Let be $ c \in (0, 2 \pi) $
and $$f_c(x):= \begin{cases} \frac{x}{c} , 0 \leq x \leq c \\ \frac{2 \pi -x}{2 \pi -c}, c < x \leq 2 \pi \end{cases} $$
I want to determine $c$,
so that
$\hat{f} (m)=0 $
for $ m \in 7 \mathbb{Z} \backslash \{ 0\} $
it is
$ \hat{f}(m)= \frac{1}{2 \pi} \int_0^{2 \pi} f(x) e^{-imx} dx $ $= \frac{1}{2 \pi} [\int_0^c \frac{x}{c} e^{-imx} dx + \int_c^{2 \pi} \frac{2 \pi -x}{2 \pi -c} e^{-imx} dx] $
=$\frac{1}{2 \pi}[ [ \frac{(imx+1) e^{-imx}}{cm^2} ]_0^c +[ \frac{(im(x- 1 \pi)+1)e^{-imx}}{(c-2 \pi )m^2}]_c^{2 \pi} $
=$ \frac{1}{2 \pi} [ \frac{(cm-i)sin(cm)+(icm+1)cos(cm)-1}{cm^2}] + \frac{1}{2 \pi} [- \frac{((c- 2 \pi)m-i)sin(cm)+((ic-2i \pi )m+1)cos(cm)+isin(2 \pi m)-cos(2 \pi m)}{(c-2\pi)m^2}] $
i was trying to reshape the equation $ \hat{f} (m) =! 0 $
but i get stuck at determining a $c$. And what will it mean for $ m \in 7 \mathbb{Z} \backslash \{0 \} $
do you see a mistake here? Or is there an other approach? Would be very thankful for any help!

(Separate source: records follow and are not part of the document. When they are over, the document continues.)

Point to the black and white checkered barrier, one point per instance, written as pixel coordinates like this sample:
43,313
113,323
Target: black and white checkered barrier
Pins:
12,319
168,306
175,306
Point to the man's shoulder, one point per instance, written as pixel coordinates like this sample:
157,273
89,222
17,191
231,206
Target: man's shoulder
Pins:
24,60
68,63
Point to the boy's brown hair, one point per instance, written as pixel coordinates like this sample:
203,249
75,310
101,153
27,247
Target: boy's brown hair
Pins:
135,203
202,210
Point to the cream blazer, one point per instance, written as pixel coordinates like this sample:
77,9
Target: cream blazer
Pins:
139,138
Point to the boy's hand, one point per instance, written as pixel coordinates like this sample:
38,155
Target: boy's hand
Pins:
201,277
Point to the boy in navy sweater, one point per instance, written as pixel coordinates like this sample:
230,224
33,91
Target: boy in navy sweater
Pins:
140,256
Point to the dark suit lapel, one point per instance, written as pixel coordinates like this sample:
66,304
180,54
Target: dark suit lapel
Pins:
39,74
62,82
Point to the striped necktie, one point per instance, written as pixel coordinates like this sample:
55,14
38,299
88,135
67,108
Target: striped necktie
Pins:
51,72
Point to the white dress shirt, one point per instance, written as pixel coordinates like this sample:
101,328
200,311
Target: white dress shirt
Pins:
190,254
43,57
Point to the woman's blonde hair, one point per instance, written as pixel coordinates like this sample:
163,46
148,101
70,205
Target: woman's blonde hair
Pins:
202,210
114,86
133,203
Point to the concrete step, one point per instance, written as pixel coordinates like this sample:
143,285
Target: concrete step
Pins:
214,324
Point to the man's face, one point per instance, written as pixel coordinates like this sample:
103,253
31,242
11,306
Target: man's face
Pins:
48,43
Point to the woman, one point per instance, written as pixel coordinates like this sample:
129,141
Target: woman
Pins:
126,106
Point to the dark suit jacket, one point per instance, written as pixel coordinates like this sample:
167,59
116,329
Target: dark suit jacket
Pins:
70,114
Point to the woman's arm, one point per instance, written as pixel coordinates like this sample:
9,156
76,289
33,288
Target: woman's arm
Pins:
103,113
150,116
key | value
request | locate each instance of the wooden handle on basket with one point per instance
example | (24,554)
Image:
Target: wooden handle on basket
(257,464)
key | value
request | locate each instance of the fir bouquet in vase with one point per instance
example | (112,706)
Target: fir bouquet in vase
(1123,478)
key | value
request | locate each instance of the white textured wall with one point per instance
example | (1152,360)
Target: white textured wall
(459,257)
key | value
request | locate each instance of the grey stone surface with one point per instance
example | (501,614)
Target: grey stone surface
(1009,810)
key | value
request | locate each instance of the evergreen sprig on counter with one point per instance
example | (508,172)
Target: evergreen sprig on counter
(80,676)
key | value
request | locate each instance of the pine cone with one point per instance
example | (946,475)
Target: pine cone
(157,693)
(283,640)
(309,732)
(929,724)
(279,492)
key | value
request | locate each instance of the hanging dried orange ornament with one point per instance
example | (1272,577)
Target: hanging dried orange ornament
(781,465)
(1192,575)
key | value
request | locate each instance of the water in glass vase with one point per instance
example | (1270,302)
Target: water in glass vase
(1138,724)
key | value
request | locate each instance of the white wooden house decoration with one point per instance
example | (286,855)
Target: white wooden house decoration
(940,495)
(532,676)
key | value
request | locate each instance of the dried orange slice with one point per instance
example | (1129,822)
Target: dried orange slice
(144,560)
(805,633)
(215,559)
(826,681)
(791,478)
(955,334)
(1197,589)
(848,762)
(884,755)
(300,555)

We have \begin{align} \hat{f}(m) &= \frac{1}{2\pi}\int_0^c \frac{x}{c}\mathrm{e}^{-\mathrm{i}mx} dx + \frac{1}{2\pi}\int_c^{2\pi} \frac{2\pi - x}{2\pi - c}\mathrm{e}^{-\mathrm{i}mx} dx\\ &= \frac{1}{2\pi (2\pi - c) m^2}\left(1 - \mathrm{e}^{-\mathrm{i}2m\pi}\right) - \frac{1}{(2\pi - c) cm^2}\left(1 - \mathrm{e}^{-\mathrm{i}cm}\right). \end{align} Remark: I used Maple to simplify the expressions.
For $m \in 7 \mathbb{Z} \backslash \{ 0\}$, we have $$\hat{f}(m) = -\frac{1}{(2\pi - c) cm^2}\left(1 - \mathrm{e}^{-\mathrm{i}cm}\right).$$ Since $\hat{f}(m) = 0$ for all $m \in 7 \mathbb{Z} \backslash \{ 0\}$, we have $c = \frac{2\pi}{7}, \frac{4\pi}{7}, \frac{6\pi}{7}, \frac{8\pi}{7}, \frac{10\pi}{7}, \frac{12\pi}{7}$.